While we're on the subject, a couple of words about what some have dubbed the "Obamacans," Republicans and right-leaning moderates who are crossing over to vote for Obama in the primaries and who have been used as ammunition at the pro-Clinton sites as proof that he lacks support of the "real" Democrats. This is a little perplexing, since Obama has also been the choice of many prominent liberal organs, including Moveon.org (via overwhelming membership polling) and The Nation magazine. Clinton seems to be outflanked on both sides in this race, so where exactly is her backing coming from?

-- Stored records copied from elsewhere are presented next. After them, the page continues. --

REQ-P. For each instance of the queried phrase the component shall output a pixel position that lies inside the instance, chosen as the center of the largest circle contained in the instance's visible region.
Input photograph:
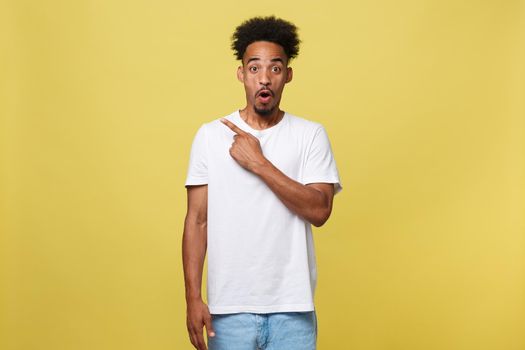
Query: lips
(265, 95)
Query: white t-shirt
(261, 255)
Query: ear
(240, 74)
(289, 74)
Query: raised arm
(194, 244)
(312, 202)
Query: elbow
(321, 217)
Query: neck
(259, 122)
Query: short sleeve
(198, 165)
(320, 163)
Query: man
(257, 179)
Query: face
(264, 73)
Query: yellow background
(424, 105)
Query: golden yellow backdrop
(424, 105)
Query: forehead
(264, 50)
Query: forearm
(307, 202)
(194, 244)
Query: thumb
(209, 326)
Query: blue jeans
(273, 331)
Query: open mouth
(265, 96)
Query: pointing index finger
(232, 126)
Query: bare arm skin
(312, 202)
(194, 245)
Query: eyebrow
(277, 59)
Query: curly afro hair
(271, 29)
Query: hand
(245, 149)
(197, 316)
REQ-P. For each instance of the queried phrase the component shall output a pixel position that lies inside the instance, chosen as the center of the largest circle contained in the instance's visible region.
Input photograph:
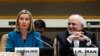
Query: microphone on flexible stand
(44, 42)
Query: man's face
(74, 25)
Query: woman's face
(24, 21)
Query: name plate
(27, 51)
(85, 51)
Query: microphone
(44, 42)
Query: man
(75, 36)
(40, 26)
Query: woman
(23, 35)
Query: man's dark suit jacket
(47, 40)
(65, 48)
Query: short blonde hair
(30, 18)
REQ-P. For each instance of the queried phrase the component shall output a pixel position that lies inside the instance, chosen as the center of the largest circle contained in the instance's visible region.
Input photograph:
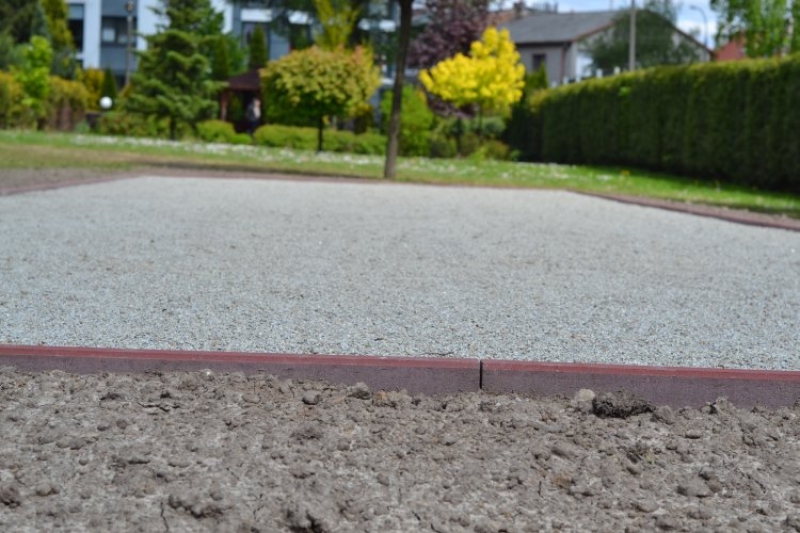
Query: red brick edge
(677, 387)
(416, 375)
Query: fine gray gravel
(386, 269)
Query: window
(247, 32)
(75, 24)
(539, 61)
(114, 30)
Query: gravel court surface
(388, 269)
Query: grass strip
(32, 150)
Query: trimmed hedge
(737, 121)
(67, 103)
(306, 139)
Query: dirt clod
(9, 495)
(620, 404)
(374, 463)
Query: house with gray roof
(559, 42)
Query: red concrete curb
(676, 387)
(416, 375)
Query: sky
(689, 13)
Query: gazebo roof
(248, 81)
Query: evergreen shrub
(736, 122)
(12, 111)
(280, 136)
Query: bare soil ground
(216, 452)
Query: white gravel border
(388, 269)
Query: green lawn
(38, 150)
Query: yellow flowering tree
(490, 78)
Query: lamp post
(705, 23)
(129, 6)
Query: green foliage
(9, 53)
(735, 122)
(173, 81)
(415, 123)
(518, 133)
(67, 102)
(18, 19)
(34, 75)
(314, 84)
(216, 131)
(128, 124)
(337, 19)
(109, 87)
(769, 26)
(12, 110)
(220, 63)
(237, 60)
(64, 64)
(655, 40)
(259, 55)
(306, 139)
(92, 79)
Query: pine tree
(173, 80)
(258, 49)
(64, 64)
(220, 63)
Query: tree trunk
(397, 92)
(320, 126)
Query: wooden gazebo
(246, 86)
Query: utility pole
(632, 49)
(705, 24)
(129, 7)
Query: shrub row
(66, 103)
(733, 121)
(12, 110)
(306, 139)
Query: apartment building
(105, 31)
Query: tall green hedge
(737, 122)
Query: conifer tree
(173, 80)
(258, 49)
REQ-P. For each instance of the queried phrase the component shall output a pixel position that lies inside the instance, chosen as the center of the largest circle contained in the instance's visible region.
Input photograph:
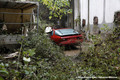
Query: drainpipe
(37, 15)
(104, 7)
(79, 15)
(88, 16)
(73, 12)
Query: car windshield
(64, 32)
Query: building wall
(103, 9)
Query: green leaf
(50, 17)
(4, 71)
(1, 78)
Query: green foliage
(57, 7)
(102, 59)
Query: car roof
(62, 28)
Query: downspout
(88, 16)
(104, 7)
(73, 12)
(79, 15)
(37, 15)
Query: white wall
(97, 9)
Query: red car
(66, 36)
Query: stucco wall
(103, 9)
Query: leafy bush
(103, 58)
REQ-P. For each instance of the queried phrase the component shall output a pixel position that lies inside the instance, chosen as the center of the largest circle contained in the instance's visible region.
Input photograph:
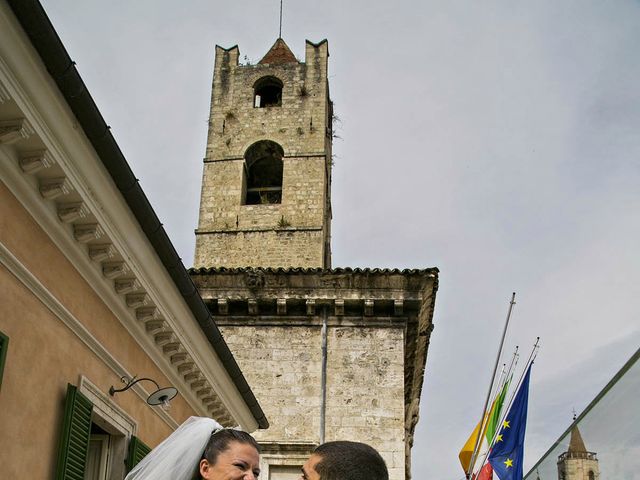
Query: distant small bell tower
(266, 196)
(577, 463)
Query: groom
(343, 460)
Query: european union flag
(508, 451)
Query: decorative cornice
(67, 211)
(22, 273)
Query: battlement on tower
(266, 198)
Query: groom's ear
(205, 468)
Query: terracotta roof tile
(279, 54)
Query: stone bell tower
(266, 198)
(577, 463)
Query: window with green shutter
(4, 345)
(137, 451)
(74, 440)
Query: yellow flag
(467, 451)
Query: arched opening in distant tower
(263, 173)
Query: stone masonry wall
(286, 234)
(294, 232)
(283, 367)
(365, 383)
(280, 248)
(365, 391)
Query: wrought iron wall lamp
(161, 396)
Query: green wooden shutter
(4, 345)
(74, 441)
(137, 451)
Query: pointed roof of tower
(279, 54)
(576, 444)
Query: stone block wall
(299, 124)
(365, 383)
(365, 390)
(283, 367)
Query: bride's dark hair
(220, 440)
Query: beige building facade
(332, 354)
(92, 291)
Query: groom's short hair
(343, 460)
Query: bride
(200, 449)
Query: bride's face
(240, 461)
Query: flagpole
(505, 411)
(493, 376)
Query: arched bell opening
(263, 173)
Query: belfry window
(263, 163)
(267, 92)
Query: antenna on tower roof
(280, 31)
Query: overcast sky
(498, 141)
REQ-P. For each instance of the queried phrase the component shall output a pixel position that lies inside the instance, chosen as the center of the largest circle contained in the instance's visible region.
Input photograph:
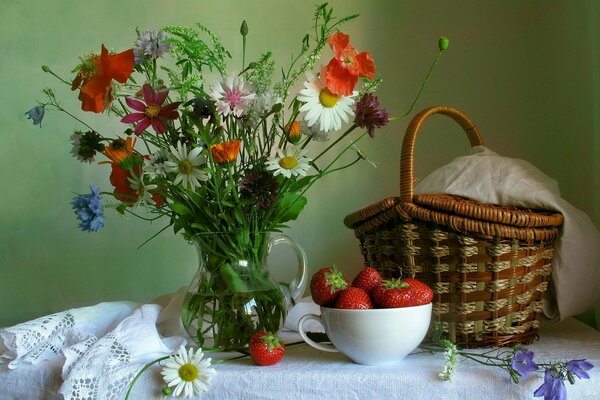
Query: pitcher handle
(295, 289)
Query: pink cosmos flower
(233, 95)
(151, 113)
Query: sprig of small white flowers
(451, 356)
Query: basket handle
(408, 145)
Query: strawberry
(406, 292)
(326, 285)
(367, 279)
(266, 348)
(354, 298)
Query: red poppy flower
(346, 66)
(225, 152)
(97, 75)
(151, 113)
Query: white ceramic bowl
(372, 337)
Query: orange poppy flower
(225, 152)
(119, 150)
(292, 132)
(95, 77)
(346, 66)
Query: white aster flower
(289, 162)
(188, 372)
(233, 95)
(323, 106)
(154, 167)
(151, 44)
(142, 190)
(185, 165)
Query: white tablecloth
(306, 373)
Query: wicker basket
(487, 265)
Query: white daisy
(188, 372)
(142, 190)
(154, 167)
(289, 162)
(233, 95)
(185, 165)
(323, 106)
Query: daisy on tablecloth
(188, 372)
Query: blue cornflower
(523, 363)
(553, 387)
(36, 114)
(578, 368)
(89, 210)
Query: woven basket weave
(488, 265)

The extent to which Obama is better on policy for liberals is quite small, though it is relevant especially, I believe, on many of the more peripheral issues. But I recall again something Molly Ivins said about Bill Clinton. During the 1990s, many left-liberals defended the Clintons reflexively out of the belief that they were getting a raw deal from the press and the Republicans. However, many of them silently resented the Clintons for the center-right takeover of the party, and now, presented with a legitimate contender to change the party's leadership, they've turned hard against the Clinton dynasty.

These people, despite their naive optimism in the Democratic party, still have a soul to save. Their fellow travelers, however, are the hardcore partisan Democrats, the Yellow Dogs, the red-hot blinkered, disciplined straight-ticket pulling party operatives. The kind of person whose entire political existence rises and falls with the Donkey, the Party itself is all the ideology they need. Politics, for them, is an interminable cricket match* of Our Team against Their Team, and the Clintons really are persecuted saints who have never done wrong because they won 'em for the Gipper**.

They've also got an infamous touch for picking losers, but, thanks in part to those Obamacans, their will is poised to be averted.***

*A redundancy?

**No, not THAT Gipper!

***It occurs to me that if the Democrats want to win more reliably they should follow the formula of a) seeing which candidate wins the primary among registered Democrats and b) electing the challenger. This is not, I should add, a Broderist fantasy about the "vital center." I think there are just as many, if not more, independents in this country who would be more accurately graphed to the general left of the Democratic Party. But that's another post.